Smart Phone Photos have won World Press Awards iPhone photos have been published on the front page of the New York Times iPhone photos have been published in Sports Illustrated The Stock Photo Agencies are seeing a demand for photos shot with Smart Phones (because of their Authentic look)
Check-out this article in the NYTimes http://www.nytimes.com/2014/10/02/technology/personaltech/smartphone-photography-evolves-with-camera-apps-and-related-tools.html
Eventually Smart Phone will kill DSLRs for many (not all) uses. BIF photographers and Professional Sports shooters will still need DSLRs and Long Lenses.
No, they really won't. There's a real feasibility problem with building zoom lenses in such a small package, so cell phones are generally limited to digital zooms. As long as that is the case, they'll never compete with DSLRs. A cell phone is like shooting with a fairly wide-angle prime all the time. Can you imagine gluing a 30mm prime lens to the front of your DSLR? 50mm, maybe, assuming you don't care about landscapes, but not 30mm.
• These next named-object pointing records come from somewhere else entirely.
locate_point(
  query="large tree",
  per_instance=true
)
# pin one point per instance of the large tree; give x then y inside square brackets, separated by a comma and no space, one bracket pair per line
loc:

Besides the painful lack of flexibility in composition inherent in a fixed-focal-length camera, you'll never have any real depth of field with a lens that wide and a sensor that small (excepting possible simulation thereof), and more importantly, you'll never be able to get usable shots of anything more than a few feet in front of you unless your subjects are very large (e.g. landscapes).
Cell phones are not particularly practical even in the portrait world. Outside that world, they're a disaster and a half. It's not just long zooms; you can't get a decent shot of much of anything with a cell phone unless you're right there. This mostly precludes any serious use of cell phones for capturing concerts, plays, weddings, sports, birds in flight, locations with even moderately bad light—basically any of the sorts of things people commonly use high-end cameras for, with the possible exception of landscapes shot in the daytime.
And that's why I carry a 6D with 16–35L II, 24–105L, and 70–300L lenses when I go on vacation, travel with groups, etc. Sure, with a cell phone, I'd be able to capture a few of the shots that I want to capture (along with a lot of badly smudged shots), but with a DSLR, I can get all the shots I want, without the need to rent a crane or a helicopter to get me close enough, along with a Lowel lighting kit or a nuclear warhead (depending on distance) to provide enough illumination. A cell phone simply cannot match the "keeper" rate of even a low-end DSLR from ten years ago, much less the DSLRs on the market today, and without changing the laws of physics or covering the back of the camera with a giant lens array and doing some really bizarre image processing, it never will.